The AI landscape changes daily, with enterprises and end users continually learning and using new AI systems.
The widespread popularity of AI models will continue to build in 2023. Look for these four trends in the coming year.
1. Regulation
On January 1st, an AI bias law will go into effect in New York, although the city won’t start enforcing it until April.
Effectively, the law prohibits employers from using AI and algorithm-based technologies to recruit, hire or promote without checking the tools for bias.
Those using the tools must conduct an audit or have an independent agency check the discrimination model.
“This is the first implementation of a law that actually requires biased scrutiny of a specific technology,” said Minerva Tantoco, chief AI officer at NYU’s McSilver Institute for Policy and Poverty Research, during a discussion at the AI Summit in New York. in early December.
But “there’s a lot of work to be done on what the computational definition of fairness is,” she said.
The law comes as many companies are starting to use video-based hiring, said Krishnaram Kenthapadi, chief scientist at Fiddler AI, a machine learning vendor that provides model monitoring and explainable AI throughout the MLOps lifecycle.
Although the law is limited to New York, it is likely to set an example for many employers outside the nation’s largest city, Kenthapadi said.
“This will be a trend-setting precedent and will force employers and any organizations that use such tools to carry out such audits,” he said.
2. Using AI tools to help work team members
In 2022, enterprises paid attention to how they used AI technology to improve the employee experience.
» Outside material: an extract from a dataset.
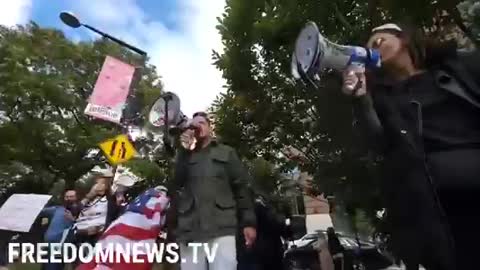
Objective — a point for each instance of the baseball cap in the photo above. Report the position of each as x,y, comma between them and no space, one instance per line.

This is likely to continue in the next year.
Dara Meath, divisional CIO at Conair, said in an interview at the AI Summit that a trend the appliance manufacturer plans to continue into next year is using AI technology to educate internal staff.
“We do a lot within the natural language process space for our internal teams,” Meath said. “So we can help them re-educate.” This means using tools like chatbots to help team members do their jobs effectively.
This is the first implementation of a law that actually requires a biased audit of a specific technology.
Minerva TantocoChief AI Officer, NYU McSilver Institute
Unilever, the consumer goods giant, is trying to imagine how it can use digital twin technology to help employees.
The goal is to make a few employees who can help them through everyday tasks, said chief enterprise and technology officer Steve McCrystal.
“What do they have to do to win every single day and what can get in the way of that,” McCrystal said. “Can we create, through our automated factory, a few of the things they need to do to take care of administrative tasks so they can focus on the day-to-day work they need to do?”
3. The continued pursuit of AI generation
Genetic AI exploded in 2022 and tools such as Dall-E, Stable Diffusion and Chat GPT, among others, became popular.
That is likely to continue in 2023.
While AI-generated art will no doubt be a big application, text generation at scale could take center stage next year, said Jon Moore, project leader of engineering and program management at Cohere.ai.
Cohere provides enterprises and organizations with access to large language models and NLP tools through its API.
Text generation for enterprises can be anything from generating product descriptions at scale to having a conversation with someone to understand a problem, Moore said.
“You will see a lot of NLP [natural language processing] generating helpful responses, generating helpful texts on a scale that humans couldn’t do,” Moore said.
Beyond text generation, there will be more push toward AI-generated multimedia, said Chirag Shah, a professor in the information school at the University of Washington.
“We’re definitely building more stuff,” Shah said, adding that we’ll see even more use of Dall-E with version 2.2, Stable Diffusion and Imagen, another generative AI system.
People will also start using AI to generate videos, with tools like Meta’s Make-a-video model.
4. Avatars and the metaverse
In the year 2022, avatars and the metaverse became a lot of publicity, if not widely used by enterprises, and continued their march into gaming. That is likely to continue in 2023, Shah said.
With the introduction of avatars generated in apps like Lensa AI, Shah said there could be more interest in generating avatars with movements and facial features.
“Imagine it being rendered in 3D with facial expression, movement,” he said. “I wouldn’t be surprised if we find things that are not just creating one of me but also the way I express my different emotions. So now my VR avatar looks much more realistic.”